Lo debatimos y lo votamos por unanimidad: "Las trajeron, se las llevan" "Con ratas no hay tortugas".
Trataron de hacernos trampa, se llevaban algunas, las hacían reproducirse en cautiverio, y después las soltaban acá. Pero no somos tontas, no. Ellas apenas al llegar nos contaban sus planes y las escondíamos para que creyeran que no habían sobrevivido al cambio. Trataban de corregir el error de sus antecesores, pero no señor, queríamos soluciones de fondo, no parches.
Y finalmente, un día el mensaje, transmitido de mente a mente, nos llegó: ¡ya no había más ratas en la isla! Fue una fiesta, pataleamos fuerte, rechinamos nuestros picos, golpeamos nuestros caparazones los unos con las otras, nativas y nacidas en cautiverio, y engendramos una nueva generación de turtuguitas libres de amenaza rateril.
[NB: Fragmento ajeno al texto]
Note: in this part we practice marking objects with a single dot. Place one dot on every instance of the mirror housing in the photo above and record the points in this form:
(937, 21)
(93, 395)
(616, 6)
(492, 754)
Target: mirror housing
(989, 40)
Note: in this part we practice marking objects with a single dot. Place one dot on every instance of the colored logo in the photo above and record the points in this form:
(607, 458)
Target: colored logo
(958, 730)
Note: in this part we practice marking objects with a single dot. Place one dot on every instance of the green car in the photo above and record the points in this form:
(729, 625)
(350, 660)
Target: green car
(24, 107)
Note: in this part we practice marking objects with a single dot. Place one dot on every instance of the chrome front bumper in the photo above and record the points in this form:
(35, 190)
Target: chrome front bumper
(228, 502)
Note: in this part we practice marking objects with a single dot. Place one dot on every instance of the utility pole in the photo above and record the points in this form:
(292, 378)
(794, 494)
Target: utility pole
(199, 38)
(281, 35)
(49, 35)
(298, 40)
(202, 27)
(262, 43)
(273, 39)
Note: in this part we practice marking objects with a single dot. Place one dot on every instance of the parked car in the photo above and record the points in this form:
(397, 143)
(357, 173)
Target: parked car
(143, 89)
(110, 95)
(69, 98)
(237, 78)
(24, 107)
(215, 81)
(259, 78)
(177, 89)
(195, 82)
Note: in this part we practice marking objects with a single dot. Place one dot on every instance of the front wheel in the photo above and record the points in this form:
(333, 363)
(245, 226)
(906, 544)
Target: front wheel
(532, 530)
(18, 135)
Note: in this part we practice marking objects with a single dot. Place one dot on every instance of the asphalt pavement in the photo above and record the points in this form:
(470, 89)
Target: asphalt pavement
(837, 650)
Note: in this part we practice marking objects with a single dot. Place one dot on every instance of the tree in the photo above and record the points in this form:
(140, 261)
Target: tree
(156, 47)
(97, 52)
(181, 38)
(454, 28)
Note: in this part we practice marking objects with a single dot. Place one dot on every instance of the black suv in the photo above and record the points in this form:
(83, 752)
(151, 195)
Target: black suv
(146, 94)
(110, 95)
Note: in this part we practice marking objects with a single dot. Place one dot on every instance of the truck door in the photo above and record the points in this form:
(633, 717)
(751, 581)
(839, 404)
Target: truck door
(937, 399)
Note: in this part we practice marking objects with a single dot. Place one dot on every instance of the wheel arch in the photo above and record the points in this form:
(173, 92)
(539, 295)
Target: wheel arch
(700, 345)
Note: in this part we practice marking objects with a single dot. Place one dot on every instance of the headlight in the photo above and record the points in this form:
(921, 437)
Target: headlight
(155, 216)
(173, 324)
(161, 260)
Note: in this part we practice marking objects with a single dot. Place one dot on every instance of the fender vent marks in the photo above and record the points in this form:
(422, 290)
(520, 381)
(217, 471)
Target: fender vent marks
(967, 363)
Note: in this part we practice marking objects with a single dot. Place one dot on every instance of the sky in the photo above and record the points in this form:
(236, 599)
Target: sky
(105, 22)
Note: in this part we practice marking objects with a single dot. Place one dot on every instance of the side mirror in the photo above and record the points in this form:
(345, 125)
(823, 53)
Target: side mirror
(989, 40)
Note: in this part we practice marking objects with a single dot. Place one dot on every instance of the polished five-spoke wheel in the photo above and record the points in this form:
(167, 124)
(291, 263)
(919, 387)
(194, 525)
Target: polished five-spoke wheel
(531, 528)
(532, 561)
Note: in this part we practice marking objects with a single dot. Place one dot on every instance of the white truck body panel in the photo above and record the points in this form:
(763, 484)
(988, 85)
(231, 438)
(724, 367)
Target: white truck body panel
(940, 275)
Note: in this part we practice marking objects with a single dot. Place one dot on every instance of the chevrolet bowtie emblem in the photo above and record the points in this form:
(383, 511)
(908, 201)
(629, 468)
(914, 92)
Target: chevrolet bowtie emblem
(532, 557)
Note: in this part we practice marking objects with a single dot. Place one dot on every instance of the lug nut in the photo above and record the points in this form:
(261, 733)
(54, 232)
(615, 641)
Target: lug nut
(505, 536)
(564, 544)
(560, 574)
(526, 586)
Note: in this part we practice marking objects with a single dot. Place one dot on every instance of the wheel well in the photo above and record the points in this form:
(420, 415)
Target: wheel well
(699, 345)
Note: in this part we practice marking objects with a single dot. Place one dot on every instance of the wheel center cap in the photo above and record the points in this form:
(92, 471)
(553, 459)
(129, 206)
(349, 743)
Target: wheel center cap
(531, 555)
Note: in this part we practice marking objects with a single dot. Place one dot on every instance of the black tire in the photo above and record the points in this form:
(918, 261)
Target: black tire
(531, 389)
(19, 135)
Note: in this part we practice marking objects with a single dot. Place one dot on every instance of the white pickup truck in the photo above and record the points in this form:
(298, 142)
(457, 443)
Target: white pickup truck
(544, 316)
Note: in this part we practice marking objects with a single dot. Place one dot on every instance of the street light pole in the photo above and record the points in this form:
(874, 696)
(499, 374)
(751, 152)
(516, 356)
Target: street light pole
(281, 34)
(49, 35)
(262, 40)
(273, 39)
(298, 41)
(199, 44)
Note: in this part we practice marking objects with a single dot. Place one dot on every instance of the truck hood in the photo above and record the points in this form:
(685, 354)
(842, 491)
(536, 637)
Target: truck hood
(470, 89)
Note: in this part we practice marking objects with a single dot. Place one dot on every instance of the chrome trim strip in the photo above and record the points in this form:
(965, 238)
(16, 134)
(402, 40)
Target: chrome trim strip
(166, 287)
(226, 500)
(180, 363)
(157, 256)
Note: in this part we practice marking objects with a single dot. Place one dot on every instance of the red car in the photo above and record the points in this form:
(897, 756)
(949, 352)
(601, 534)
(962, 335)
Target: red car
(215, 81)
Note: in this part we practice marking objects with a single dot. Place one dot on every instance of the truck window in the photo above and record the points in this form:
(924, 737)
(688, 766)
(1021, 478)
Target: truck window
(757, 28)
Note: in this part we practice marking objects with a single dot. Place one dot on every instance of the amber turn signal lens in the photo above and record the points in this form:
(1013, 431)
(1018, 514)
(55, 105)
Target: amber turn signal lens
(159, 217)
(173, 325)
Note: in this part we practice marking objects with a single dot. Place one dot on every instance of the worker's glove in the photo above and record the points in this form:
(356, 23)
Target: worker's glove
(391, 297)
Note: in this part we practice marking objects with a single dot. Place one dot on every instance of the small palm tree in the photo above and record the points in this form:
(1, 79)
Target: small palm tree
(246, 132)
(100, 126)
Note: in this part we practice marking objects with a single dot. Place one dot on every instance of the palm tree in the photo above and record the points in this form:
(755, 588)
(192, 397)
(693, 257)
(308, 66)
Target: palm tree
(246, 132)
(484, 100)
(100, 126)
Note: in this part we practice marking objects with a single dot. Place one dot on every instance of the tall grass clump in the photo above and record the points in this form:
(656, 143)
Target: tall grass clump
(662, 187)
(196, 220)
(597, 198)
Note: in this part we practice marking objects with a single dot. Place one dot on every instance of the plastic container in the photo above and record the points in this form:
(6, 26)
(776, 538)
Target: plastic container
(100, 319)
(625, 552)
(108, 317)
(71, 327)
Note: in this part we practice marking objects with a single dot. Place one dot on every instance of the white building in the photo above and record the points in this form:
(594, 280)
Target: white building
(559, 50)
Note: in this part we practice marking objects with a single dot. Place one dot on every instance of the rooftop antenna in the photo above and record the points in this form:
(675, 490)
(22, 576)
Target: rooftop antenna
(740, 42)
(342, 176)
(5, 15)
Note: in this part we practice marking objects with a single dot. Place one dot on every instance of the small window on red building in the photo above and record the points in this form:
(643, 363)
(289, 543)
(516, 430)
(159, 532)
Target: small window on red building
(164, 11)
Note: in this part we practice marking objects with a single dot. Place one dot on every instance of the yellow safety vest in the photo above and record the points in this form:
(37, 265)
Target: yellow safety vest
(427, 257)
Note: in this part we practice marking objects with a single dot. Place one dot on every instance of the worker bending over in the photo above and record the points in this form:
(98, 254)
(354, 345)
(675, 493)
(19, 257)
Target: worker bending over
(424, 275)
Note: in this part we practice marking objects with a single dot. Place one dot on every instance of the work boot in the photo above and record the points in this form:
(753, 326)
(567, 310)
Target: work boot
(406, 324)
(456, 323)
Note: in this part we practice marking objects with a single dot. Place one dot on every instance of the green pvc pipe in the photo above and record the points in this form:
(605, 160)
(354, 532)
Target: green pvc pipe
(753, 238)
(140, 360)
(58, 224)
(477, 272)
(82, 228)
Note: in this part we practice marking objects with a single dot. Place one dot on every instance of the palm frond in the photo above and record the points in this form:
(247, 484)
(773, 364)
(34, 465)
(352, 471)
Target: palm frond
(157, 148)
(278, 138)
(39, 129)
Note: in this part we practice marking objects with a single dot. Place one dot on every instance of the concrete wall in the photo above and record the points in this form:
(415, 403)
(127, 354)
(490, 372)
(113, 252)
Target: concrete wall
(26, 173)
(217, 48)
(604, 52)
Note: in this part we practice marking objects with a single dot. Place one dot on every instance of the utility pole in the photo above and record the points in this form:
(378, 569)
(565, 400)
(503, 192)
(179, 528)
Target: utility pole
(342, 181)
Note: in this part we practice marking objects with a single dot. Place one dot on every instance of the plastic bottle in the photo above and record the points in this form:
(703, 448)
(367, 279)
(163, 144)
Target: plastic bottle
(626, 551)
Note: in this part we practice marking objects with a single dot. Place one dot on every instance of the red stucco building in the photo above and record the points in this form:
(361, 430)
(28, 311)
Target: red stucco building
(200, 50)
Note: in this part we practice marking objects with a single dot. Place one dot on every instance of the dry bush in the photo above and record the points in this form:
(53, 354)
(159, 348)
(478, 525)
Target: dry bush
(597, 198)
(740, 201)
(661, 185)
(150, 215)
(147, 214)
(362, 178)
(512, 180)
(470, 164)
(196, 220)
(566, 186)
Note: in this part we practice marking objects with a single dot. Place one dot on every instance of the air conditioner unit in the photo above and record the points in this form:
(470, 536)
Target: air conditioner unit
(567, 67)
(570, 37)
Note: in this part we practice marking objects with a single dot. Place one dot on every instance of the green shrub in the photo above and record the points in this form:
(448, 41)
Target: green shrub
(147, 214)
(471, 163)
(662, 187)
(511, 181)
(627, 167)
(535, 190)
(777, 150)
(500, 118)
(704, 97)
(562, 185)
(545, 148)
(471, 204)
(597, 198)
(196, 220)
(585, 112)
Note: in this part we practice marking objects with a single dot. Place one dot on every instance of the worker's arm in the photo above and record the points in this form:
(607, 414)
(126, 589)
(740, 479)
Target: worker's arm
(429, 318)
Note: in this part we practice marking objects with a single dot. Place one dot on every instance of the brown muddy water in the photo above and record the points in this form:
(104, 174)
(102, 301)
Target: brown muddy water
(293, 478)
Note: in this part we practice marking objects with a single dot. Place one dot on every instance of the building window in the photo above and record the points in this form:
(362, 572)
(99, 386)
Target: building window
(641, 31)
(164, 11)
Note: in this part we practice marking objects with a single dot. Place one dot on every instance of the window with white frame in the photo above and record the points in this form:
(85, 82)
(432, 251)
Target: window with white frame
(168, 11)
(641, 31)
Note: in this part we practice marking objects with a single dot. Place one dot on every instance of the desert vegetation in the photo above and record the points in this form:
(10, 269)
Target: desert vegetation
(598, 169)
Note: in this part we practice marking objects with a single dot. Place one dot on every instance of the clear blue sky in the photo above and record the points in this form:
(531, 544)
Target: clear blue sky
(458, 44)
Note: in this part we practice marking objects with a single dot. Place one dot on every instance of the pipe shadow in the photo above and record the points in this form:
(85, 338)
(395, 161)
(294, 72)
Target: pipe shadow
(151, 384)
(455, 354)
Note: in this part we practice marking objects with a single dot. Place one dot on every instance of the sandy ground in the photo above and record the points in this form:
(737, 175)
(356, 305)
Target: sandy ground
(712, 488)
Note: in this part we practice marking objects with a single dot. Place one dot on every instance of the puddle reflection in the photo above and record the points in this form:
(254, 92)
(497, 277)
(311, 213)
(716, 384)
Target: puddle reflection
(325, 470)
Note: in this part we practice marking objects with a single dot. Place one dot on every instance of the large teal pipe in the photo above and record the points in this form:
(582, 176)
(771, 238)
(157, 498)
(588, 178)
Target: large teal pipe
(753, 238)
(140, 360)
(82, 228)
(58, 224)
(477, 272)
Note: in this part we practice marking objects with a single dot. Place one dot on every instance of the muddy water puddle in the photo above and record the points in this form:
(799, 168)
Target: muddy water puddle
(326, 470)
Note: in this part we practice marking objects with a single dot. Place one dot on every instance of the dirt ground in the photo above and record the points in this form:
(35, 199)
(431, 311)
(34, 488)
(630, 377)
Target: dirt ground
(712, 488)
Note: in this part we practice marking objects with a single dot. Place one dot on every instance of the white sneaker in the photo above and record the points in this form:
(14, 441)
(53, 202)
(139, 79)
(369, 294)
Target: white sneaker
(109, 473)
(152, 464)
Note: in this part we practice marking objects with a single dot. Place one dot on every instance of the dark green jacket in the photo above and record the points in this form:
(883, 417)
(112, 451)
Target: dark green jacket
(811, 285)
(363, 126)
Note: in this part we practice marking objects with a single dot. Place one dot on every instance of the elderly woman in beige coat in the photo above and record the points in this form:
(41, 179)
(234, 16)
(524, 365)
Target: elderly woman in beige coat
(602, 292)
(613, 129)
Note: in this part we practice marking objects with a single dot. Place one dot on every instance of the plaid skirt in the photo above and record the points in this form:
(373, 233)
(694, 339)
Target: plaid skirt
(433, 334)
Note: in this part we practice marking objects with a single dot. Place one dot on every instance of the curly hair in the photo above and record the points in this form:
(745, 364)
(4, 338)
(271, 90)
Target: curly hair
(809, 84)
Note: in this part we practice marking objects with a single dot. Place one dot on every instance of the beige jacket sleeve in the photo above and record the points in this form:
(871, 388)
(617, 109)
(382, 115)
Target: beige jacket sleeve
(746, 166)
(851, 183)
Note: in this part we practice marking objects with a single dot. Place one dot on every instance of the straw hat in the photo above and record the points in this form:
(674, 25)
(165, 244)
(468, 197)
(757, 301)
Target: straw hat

A ver si aprenden de una vez por todas que el ambiente natural no debe ser alterado.
Si nos extinguíamos, nos extinguíamos. Qué tanto. Pero traer nuestros hijitos a un mundo poblado de ratas, jamás.
Además, ahora, gracias a las traídas del continente, sabemos cómo llegar a su mundo... Esperamos que no sea necesario, porque somos pacíficas y nos encanta nuestra islita.